Elle doit donc repérer ce qui sʼinvente dans les pratiques sociales encore non élucidées, ou brouillées. Le sociologue navillien sait quʼil nʼa pas toutes les clés de compréhension en face de ce qui se trame dans le monde présent : cʼest cette incertitude qui inscrit la nécessité de lʼusage de la logique contre elle-même parfois, en face des données dont il faut accepter lʼirréductible spécificité. La sociologie nʼest pas prisonnière dʼune méthodologie particulière, mais plutôt du respect de la logique qui découle des faits décrits aussi objectivement que possible en lʼ état actuel des outils venus de toutes les disciplines.
La valeur de la sociologie est donc politique si elle se définit par sa capacité dʼanticiper le réel social. Dans ce Carnet, on est étonné de constater à quel point Naville fait fonctionner cette façon de poser des problématiques orientées vers le possible plausible. Il sʼinterroge sur la financiarisation des échanges, l’avenir du salariat fonctionnarisé dʼEtat, lʼavenir international de la Chine, la fin de la forme politique « parti » hérité des jésuites, la culture dʼune classe dʼâge, etc.
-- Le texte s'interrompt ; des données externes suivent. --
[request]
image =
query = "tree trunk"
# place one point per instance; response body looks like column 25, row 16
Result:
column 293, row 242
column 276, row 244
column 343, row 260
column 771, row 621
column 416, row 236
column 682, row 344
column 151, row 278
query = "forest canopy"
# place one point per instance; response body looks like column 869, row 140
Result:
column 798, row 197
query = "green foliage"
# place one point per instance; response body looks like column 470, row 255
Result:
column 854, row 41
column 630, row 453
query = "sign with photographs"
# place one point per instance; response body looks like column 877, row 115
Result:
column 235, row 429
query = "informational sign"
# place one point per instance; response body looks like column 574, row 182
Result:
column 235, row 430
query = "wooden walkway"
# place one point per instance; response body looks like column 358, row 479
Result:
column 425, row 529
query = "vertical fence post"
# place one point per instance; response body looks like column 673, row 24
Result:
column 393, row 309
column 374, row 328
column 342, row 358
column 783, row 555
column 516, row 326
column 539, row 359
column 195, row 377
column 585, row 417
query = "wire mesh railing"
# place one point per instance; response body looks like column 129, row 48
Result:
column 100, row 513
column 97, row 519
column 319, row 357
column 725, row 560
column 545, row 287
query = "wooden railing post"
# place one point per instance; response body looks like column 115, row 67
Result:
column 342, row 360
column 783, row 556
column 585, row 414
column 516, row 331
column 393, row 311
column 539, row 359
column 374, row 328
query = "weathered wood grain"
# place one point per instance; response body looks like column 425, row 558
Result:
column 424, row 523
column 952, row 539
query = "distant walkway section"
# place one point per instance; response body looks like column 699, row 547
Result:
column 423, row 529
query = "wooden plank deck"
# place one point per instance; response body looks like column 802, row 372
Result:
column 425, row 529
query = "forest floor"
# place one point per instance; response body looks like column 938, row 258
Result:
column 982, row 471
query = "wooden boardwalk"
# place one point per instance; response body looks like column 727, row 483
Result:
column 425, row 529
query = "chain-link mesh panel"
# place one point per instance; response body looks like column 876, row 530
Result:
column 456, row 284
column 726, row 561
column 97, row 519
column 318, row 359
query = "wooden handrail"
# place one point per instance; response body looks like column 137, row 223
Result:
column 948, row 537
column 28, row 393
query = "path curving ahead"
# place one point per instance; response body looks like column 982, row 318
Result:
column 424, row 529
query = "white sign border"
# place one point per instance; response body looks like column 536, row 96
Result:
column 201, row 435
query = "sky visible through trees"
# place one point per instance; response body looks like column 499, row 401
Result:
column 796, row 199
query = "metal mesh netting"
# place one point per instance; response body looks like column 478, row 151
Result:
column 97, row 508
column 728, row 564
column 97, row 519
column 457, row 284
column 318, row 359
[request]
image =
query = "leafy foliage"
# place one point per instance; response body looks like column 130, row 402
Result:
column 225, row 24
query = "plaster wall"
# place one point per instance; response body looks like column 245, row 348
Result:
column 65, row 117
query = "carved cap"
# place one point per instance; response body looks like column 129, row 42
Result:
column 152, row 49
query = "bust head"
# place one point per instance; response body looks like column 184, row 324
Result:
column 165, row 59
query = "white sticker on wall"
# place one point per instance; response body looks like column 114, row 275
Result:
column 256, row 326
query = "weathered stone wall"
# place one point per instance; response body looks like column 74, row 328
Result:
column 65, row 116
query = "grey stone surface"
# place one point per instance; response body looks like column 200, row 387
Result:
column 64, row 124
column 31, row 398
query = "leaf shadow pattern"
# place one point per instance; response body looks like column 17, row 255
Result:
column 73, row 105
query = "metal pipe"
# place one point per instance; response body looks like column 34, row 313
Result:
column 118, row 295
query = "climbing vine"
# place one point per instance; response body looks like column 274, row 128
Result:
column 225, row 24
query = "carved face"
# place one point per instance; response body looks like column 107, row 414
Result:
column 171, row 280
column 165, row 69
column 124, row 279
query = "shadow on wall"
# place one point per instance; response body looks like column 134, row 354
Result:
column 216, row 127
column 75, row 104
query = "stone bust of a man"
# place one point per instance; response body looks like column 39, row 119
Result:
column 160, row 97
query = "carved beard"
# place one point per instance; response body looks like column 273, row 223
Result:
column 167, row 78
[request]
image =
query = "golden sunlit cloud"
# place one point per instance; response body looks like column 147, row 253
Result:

La sociologie est donc assise sur les sciences, et cʼest cela qui la constitue comme dʼemblée politique aussi parce que les pouvoirs dominants tendent à sans cesse défigurer les formes historiques qui « sʼinventent dans les pratiques sociales ». La sociologie est politique puisquʼelle restitue à lʼinventivité collective son pouvoir sur le réel historique, ne serait-ce quʼen le décrivant ! Ici les questions de méthode sont cruciales, même si leur choix suppose toujours en amont une sourde idéologie. Pour Naville, ces choix sont explicites et clarifiés : le socle du sérieux « scientifique » de sʼappuyer sur le matérialisme scientifique qui depuis le XVIII° siècle surtout ouvre non seulement un champ de butées à respecter nécessairement (un système articulé de contextes inscrit dans la matérialité des faits,et dont la sociologie se doit de rassembler l’infrastructure, à redéfinir sans cesse en fonction des avancées scientifiques des autres disciplines), mais aussi sur le vide formidable de la liberté de penser.
Après trois exposés introductifs de Roberto MASSARI, Pierre ROLLE, et François VATIN un large débat sera ouvert autour de la définition de la discipline sociologique, de son lien avec la science, et de ce quʼelle peut apporter à notre présent politique.